At some point early on, the game turns into a bit of a stealth-assassination game—except all of the enemies are blind, and you make no noise while crouching or killing… Don’t get me wrong, there are a number of difficult and well-designed encounters in the game; it’s just that savagely shanking ong blind mutant at the feet of another blind mutant who’s none the wiser really kills the “survival” feel, you know? It’s more of an annoying minigame than anything.

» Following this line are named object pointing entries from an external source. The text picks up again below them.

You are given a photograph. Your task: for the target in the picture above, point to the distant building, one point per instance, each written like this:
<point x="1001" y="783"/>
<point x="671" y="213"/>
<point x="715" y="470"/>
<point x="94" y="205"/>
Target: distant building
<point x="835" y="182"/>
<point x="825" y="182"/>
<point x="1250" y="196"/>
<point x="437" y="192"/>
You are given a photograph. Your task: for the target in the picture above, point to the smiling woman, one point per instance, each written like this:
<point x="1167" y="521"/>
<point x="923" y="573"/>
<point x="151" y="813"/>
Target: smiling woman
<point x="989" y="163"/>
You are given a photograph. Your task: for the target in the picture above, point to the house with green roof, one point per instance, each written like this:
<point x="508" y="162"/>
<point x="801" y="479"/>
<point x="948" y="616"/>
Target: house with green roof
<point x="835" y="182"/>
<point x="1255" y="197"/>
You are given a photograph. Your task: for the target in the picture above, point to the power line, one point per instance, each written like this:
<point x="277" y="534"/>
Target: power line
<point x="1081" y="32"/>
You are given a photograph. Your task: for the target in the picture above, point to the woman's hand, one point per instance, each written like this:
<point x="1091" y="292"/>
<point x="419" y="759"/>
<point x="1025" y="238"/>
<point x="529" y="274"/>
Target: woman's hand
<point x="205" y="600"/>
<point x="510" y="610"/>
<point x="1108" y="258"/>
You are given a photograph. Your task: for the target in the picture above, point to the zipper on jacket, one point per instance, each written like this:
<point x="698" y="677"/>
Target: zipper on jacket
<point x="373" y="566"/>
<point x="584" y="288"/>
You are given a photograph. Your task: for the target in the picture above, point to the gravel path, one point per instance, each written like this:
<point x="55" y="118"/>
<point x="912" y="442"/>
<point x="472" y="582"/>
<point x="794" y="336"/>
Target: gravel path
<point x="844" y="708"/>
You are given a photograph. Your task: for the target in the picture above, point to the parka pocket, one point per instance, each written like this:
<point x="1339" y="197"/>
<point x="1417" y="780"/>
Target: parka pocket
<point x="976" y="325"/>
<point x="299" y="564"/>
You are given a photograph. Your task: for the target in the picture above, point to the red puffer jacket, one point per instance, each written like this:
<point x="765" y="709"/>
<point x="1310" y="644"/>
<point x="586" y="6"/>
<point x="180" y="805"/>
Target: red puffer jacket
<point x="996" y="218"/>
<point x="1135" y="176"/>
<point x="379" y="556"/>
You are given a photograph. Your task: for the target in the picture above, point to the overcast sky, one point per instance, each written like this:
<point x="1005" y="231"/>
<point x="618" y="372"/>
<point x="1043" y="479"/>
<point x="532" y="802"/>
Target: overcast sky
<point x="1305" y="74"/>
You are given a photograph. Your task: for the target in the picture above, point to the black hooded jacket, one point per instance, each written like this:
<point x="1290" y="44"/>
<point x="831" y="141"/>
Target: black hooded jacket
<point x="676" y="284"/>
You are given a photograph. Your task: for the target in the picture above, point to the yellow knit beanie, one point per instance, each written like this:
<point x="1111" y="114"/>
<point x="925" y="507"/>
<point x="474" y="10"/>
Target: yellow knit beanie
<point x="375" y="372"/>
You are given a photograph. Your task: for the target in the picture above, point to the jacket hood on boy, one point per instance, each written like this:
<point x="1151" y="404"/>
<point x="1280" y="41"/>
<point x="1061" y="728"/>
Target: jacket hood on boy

The most infuriating aspect of the game is the autosave feature; it’s the only way to save because manual-save merely copies the last autosave. Ugh. Every time I see the damn symbol, it means I’ll have to buy these weapons, upgrades and supplies I’m about to pick up a dozen more times until I finally survive through the next checkpoint. Checkpoints are infrequent and tend to happen right before walking through a door, so my habit of exploring before hitting up the nearest vending machine caused me a great deal of pain because autosave only happens once per location.
Conclusion
If you’ve ever wished for a Dead-Space look-alike, this is it; don’t get your hopes up, though. But while Callisto Protocol isn’t quite a masterpiece, it’s definitely not terrible. The visuals are great, the level design and the story are fun, and the gameplay is interesting, to say the least. The awkward controls and patronizing stealth mechanic do get in the way of the game, though, which unfortunately takes away from the experience. It’s still worth a play if you’ve got the time. Or, if you’ve never played Dead Space, go play Dead Space.